The pitch for support began with a ride on a Metra train to west suburban Cicero, where officials highlighted what they say is proof of several either outdated or decaying rail stations.
"We need to redo platforms. We need to redo the station, put in better entrances. We want to expand the parking," said executive director Metra Phil Pagano.
Regional Transportation Administration authorities, in partnership with Metra, CTA, and Pace officials, say they need the funding because of the lack of a regional plan in the last 20 years. That has forced them to spend operating dollars to address outdated equipment, crumbling stations and service issues.
A little more than one year ago, an agreement to raise an RTA tax in the city by one cent per dollar, and twice that amount in the suburbs, passed in Springfield. Now, some lawmakers want to increase the motor fuel tax by 8 cents per gallon specifically for mass transit needs.
"I believe that we should move a capital plan that is financed on motor fuel tax in order to provide a robust capital plan, not only for transit, but other capital improvements," said Democratic state Sen. Martin Sandoval, who represent Cicero.
During the Pace bus part of the tour, the delegation got a feel for problems when the bus's air conditioning went out.
"You take people out and show them the facility that people are seeing to make their decision to take public transit, and [you ask yourself] is that influencing their decision?" said Pace's T.J Ross.
Lawmakers also heard from CTA officials who also worked to justify their request for more money and get critics of a funding change on board.
"This needs to be a bipartisan effort in order to pass. This, I believe, is a first step to giving us that trust that we have lacking," said Republican state Rep. Sidney Mathis, who represents Arlington Heights.

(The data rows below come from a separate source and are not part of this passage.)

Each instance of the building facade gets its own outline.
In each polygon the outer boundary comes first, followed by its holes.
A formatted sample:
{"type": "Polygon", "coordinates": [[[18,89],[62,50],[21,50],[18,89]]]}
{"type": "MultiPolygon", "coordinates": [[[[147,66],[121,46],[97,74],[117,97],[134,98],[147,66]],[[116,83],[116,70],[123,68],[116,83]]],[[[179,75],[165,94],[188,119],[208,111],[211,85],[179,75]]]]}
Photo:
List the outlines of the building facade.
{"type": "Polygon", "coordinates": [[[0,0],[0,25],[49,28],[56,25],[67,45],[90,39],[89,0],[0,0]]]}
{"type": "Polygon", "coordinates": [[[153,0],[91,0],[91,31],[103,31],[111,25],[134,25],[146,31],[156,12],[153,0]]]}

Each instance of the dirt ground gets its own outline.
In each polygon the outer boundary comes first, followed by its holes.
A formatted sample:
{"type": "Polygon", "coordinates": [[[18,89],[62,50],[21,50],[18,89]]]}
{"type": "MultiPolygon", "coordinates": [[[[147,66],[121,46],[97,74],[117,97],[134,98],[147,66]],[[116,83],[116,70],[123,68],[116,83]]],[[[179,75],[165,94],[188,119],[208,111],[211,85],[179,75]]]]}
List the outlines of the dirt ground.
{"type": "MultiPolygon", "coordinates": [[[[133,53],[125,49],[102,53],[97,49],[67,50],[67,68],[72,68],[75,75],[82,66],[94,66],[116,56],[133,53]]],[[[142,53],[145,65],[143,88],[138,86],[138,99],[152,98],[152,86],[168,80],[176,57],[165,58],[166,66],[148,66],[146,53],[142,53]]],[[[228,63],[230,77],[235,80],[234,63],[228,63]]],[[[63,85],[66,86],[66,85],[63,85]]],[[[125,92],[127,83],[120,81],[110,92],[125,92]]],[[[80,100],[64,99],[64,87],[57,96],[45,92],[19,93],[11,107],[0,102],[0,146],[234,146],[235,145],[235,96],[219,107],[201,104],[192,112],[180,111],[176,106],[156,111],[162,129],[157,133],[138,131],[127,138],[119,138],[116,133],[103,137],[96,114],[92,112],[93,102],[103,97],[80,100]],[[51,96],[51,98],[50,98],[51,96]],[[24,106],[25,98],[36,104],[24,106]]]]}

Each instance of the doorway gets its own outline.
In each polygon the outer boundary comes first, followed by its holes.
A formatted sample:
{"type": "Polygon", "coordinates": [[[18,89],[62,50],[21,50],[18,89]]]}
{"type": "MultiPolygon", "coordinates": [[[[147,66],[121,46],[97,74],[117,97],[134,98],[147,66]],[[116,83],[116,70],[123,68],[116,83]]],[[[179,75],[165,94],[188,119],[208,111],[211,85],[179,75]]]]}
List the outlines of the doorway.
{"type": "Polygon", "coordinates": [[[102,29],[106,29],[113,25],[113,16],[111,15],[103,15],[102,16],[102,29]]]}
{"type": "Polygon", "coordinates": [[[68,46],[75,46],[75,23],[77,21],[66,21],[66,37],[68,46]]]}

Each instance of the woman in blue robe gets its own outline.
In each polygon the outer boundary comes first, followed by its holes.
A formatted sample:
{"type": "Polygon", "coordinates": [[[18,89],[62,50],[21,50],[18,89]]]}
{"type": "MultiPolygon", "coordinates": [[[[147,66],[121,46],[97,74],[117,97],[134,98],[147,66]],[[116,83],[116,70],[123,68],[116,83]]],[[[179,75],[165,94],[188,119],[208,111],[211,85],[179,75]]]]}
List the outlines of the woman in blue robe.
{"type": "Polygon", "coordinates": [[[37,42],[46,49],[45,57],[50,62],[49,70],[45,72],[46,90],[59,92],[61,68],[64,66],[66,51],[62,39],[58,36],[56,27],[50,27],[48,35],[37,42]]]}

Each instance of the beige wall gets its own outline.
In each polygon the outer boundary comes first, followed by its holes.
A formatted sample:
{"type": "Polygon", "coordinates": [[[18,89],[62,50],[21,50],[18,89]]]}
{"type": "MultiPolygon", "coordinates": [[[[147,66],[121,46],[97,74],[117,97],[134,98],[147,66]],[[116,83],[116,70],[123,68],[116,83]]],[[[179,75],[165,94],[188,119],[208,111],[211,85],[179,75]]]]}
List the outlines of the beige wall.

However, with the state billions of dollars in debt, some wonder where the money will come from.
"How can we make it to transit so it's supply and demand, so that the people riding will pay for the privilege of riding, rather than the people who aren't?" the Illinois Policy Institute's Richard Lorene said.
Some, including Governor Quinn, are pushing for an increase in income tax to help offset the state's budget woes. The lawmakers attending Friday's tour were not all in agreement with that, but they did say concern remains that there are too few dollars to address the public need.